On September 15, 2023, the Board of Governors vote to approve the recommendations was disrupted by student protesters, led by WVUSU, inside the meeting room. The students eventually exited the meeting room, which was followed by the board chair stating that she did not tell them to leave and that she "will not let that misinformation spread." The students returned, attempted to re-enter the meeting room, and were physically removed by university personnel, according to WVU's student newspaper The Daily Athenaeum.
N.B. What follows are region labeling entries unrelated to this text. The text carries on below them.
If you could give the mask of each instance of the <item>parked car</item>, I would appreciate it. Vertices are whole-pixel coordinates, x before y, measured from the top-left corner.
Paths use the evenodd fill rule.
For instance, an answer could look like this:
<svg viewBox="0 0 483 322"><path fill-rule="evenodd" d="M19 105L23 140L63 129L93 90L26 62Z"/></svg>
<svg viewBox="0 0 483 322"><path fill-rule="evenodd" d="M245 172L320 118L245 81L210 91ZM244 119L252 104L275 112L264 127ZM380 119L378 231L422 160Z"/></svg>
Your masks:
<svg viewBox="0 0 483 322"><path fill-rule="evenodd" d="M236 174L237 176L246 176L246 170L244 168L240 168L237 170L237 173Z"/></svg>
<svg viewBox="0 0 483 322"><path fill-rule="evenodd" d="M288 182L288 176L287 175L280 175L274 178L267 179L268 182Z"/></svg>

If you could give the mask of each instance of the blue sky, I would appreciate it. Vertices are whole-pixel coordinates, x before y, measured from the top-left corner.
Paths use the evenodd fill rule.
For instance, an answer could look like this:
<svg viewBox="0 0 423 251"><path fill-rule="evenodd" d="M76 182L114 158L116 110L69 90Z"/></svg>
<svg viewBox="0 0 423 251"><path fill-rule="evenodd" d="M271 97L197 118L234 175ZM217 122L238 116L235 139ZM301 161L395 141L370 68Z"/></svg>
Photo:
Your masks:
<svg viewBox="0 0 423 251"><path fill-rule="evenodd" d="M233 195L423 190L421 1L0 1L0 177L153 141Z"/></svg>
The students continued their protest outside the building and outside the windows of the meeting room while the board voted in favor of eliminating twenty-eight programs and one hundred forty-three faculty positions.

=== Post-Board of Governors Vote ===
On October 23, 2023, WVUSU and West Virginia Campus Workers organized a response, dubbed the "People's State of the University Address," to an address delivered by university president E. Gordon Gee earlier that afternoon. Speakers included the WVUSU Assembly President, Matthew Kolb, and Lisa DiBartolomeo, a teaching professor from the to-be-discontinued World Languages Department. The event's speeches included discussions of program cuts, reductions in force, and labor.